Many infections, even those caused by antibiotic-sensitive bacteria, resist treatment. This paradox has vexed physicians for decades, and makes some infections impossible to cure. A key cause of this resistance is that bacteria become starved for nutrients during infection. Starved bacteria resist killing by nearly every type of antibiotic, even ones they have never been exposed to before.
What produces starvation-induced antibiotic resistance, and how can it be overcome? In a paper appearing this week in Science, researchers report some surprising answers.

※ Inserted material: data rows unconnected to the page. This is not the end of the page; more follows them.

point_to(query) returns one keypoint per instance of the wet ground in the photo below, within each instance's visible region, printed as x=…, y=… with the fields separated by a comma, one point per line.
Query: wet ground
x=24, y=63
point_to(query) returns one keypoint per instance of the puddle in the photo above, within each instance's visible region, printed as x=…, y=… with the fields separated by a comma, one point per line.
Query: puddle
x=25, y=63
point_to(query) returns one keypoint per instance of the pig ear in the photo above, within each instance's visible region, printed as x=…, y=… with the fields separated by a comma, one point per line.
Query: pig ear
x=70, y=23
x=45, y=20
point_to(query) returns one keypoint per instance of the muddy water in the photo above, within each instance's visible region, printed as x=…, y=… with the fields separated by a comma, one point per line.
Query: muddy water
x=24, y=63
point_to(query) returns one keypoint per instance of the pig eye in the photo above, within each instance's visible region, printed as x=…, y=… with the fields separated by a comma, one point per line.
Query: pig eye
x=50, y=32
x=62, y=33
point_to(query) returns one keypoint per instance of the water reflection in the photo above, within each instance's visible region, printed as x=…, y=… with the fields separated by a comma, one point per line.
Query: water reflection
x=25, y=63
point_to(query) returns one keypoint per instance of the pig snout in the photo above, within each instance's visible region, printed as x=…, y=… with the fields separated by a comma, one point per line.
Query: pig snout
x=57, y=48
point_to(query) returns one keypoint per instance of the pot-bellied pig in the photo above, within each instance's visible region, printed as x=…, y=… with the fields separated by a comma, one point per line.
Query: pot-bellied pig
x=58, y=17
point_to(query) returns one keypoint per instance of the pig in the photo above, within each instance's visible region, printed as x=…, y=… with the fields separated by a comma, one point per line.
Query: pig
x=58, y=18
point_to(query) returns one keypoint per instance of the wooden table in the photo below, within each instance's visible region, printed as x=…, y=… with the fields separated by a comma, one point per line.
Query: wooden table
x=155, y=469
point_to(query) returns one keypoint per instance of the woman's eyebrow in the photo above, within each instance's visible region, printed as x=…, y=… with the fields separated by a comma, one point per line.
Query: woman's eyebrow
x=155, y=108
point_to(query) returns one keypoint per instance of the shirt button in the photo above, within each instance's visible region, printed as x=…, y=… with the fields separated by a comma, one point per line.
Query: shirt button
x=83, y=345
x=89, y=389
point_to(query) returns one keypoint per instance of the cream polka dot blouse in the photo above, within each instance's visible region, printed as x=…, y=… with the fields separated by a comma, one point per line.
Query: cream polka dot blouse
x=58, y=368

"Bacteria become starved when they exhaust nutrient supplies in the body, or if they live clustered together in groups know as biofilms," says the lead author of the paper, Dr. Dao Nguyen, an assistant professor of medicine at McGill University.
Biofilms are clusters of bacteria encased in a slimy coating, and can be found both in the natural environment as well as in human tissues where they cause disease. For example, biofilm bacteria grow in the scabs of chronic wounds, and the lungs of patients with cystic fibrosis. Bacteria in biofilms tolerate high levels of antibiotics without being killed.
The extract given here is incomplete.